The neighbors in the Flores Park neighborhood in Rialto are upper-middle income, making it an above average income neighborhood. NeighborhoodScout's exclusive analysis reveals that this neighborhood has a higher income than 60.6% of the neighborhoods in America. With 22.4% of the children here below the federal poverty line, this neighborhood has a higher rate of childhood poverty than 71.4% of U.S. neighborhoods.
The old saying "you are what you eat" is true. But it is also true that you are what you do for a living. The types of occupations your neighbors have shape their character, and together as a group, their collective occupations shape the culture of a place.
In the Flores Park neighborhood, 36.6% of the working population is employed in manufacturing and laborer occupations. The second most important occupational group in this neighborhood is sales and service jobs, from major sales accounts, to working in fast food restaurants, with 23.6% of the residents employed. Other residents here are employed in executive, management, and professional occupations (22.0%), and 16.9% in clerical, assistant, and tech support occupations.

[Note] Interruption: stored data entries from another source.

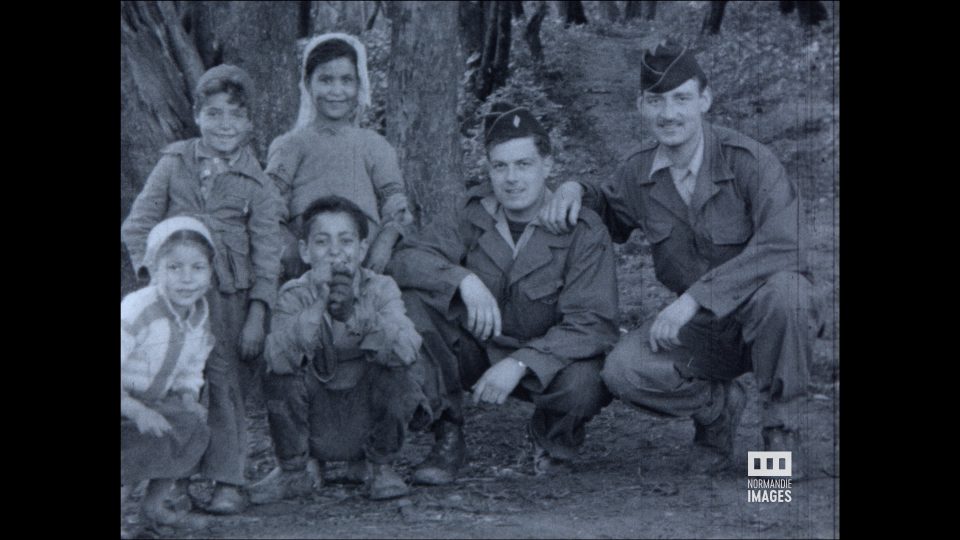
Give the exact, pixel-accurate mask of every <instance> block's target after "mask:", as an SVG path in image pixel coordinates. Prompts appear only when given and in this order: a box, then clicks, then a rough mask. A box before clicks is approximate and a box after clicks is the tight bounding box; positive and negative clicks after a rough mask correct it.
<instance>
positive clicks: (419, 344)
mask: <svg viewBox="0 0 960 540" xmlns="http://www.w3.org/2000/svg"><path fill="white" fill-rule="evenodd" d="M367 287H368V290H367V294H369V295H370V300H371V302H370V304H371V306H372V309H373V313H370V314H369V315H367V314H364V315H361V316H364V317H367V319H368V320H366V321H363V322H362V323H361V324H362V326H363V327H365V328H364V329H363V331H362V332H363V334H364V335H363V338H362V341H361V344H360V347H361V348H362V349H364V350H366V351H368V352H370V353H372V354H373V355H374V357H375V358H376V360H377V361H378V362H380V363H383V364H386V365H393V364H394V363H395V359H399V360H400V361H401V362H402V363H403V364H404V365H410V364H412V363H413V361H414V360H415V359H416V357H417V352H418V351H419V350H420V344H421V342H422V341H421V338H420V334H419V333H417V330H416V328H415V327H414V325H413V321H411V320H410V319H409V318H408V317H407V312H406V308H405V307H404V304H403V299H402V297H401V296H400V288H399V287H397V284H396V282H394V281H393V279H391V278H390V277H388V276H383V275H378V274H373V273H371V277H370V281H369V283H368V285H367Z"/></svg>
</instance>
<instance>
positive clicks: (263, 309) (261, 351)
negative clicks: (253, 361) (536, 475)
mask: <svg viewBox="0 0 960 540" xmlns="http://www.w3.org/2000/svg"><path fill="white" fill-rule="evenodd" d="M265 318H266V308H264V306H263V304H262V303H261V302H260V301H258V300H254V301H252V302H250V308H249V310H248V311H247V319H246V321H244V323H243V330H241V332H240V358H242V359H244V360H246V361H250V360H253V359H254V358H256V357H257V356H259V355H260V353H261V352H263V340H264V339H265V338H266V332H265V330H264V319H265Z"/></svg>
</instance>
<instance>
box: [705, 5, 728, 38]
mask: <svg viewBox="0 0 960 540" xmlns="http://www.w3.org/2000/svg"><path fill="white" fill-rule="evenodd" d="M726 7H727V2H726V0H721V1H711V2H710V11H709V12H707V16H706V17H704V19H703V26H701V27H700V33H701V34H705V33H707V32H710V33H711V34H719V33H720V23H722V22H723V10H724V9H726Z"/></svg>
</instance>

The languages spoken by people in this neighborhood are diverse. These are tabulated as the languages people preferentially speak when they are at home with their families. The most common language spoken in the Flores Park neighborhood is Spanish, spoken by 53.4% of households. Other important languages spoken here include English and Tagalog (the first language of the Philippine region).
Boston's Beacon Hill blue-blood streets, Brooklyn's Orthodox Jewish enclaves, Los Angeles' Persian neighborhoods. Each has its own culture derived primarily from the ancestries and culture of the residents who call these neighborhoods home. Likewise, each neighborhood in America has its own culture – some more unique than others – based on lifestyle, occupations, the types of households – and importantly – on the ethnicities and ancestries of the people who live in the neighborhood. Understanding where people came from, who their grandparents or great-grandparents were, can help you understand how a neighborhood is today.
In the Flores Park neighborhood in Rialto, CA, residents most commonly identify their ethnicity or ancestry as Mexican (60.4%). There are also a number of people of English ancestry (2.6%), and residents who report Puerto Rican roots (2.5%), and some of the residents are also of German ancestry (2.3%), along with some Asian ancestry residents (2.1%), among others. In addition, 23.7% of the residents of this neighborhood were born in another country.
How you get to work – car, bus, train or other means – and how much of your day it takes to do so is a large quality of life and financial issue. Especially with gasoline prices rising and expected to continue doing so, the length and means of one's commute can be a financial burden. Some neighborhoods are physically located so that many residents have to drive in their own car, others are set up so many walk to work, or can take a train, bus, or bike. The greatest number of commuters in Flores Park neighborhood spend between 15 and 30 minutes commuting one-way to work (31.8% of working residents), which is shorter than the time spent commuting to work for most Americans. However, there is also a significant group of residents (9.8%) who commute over an hour in each direction.
Here most residents (77.4%) drive alone in a private automobile to get to work. In addition, quite a number also carpool with coworkers, friends, or neighbors to get to work (21.0%) . In a neighborhood like this, as in most of the nation, many residents find owning a car useful for getting to work.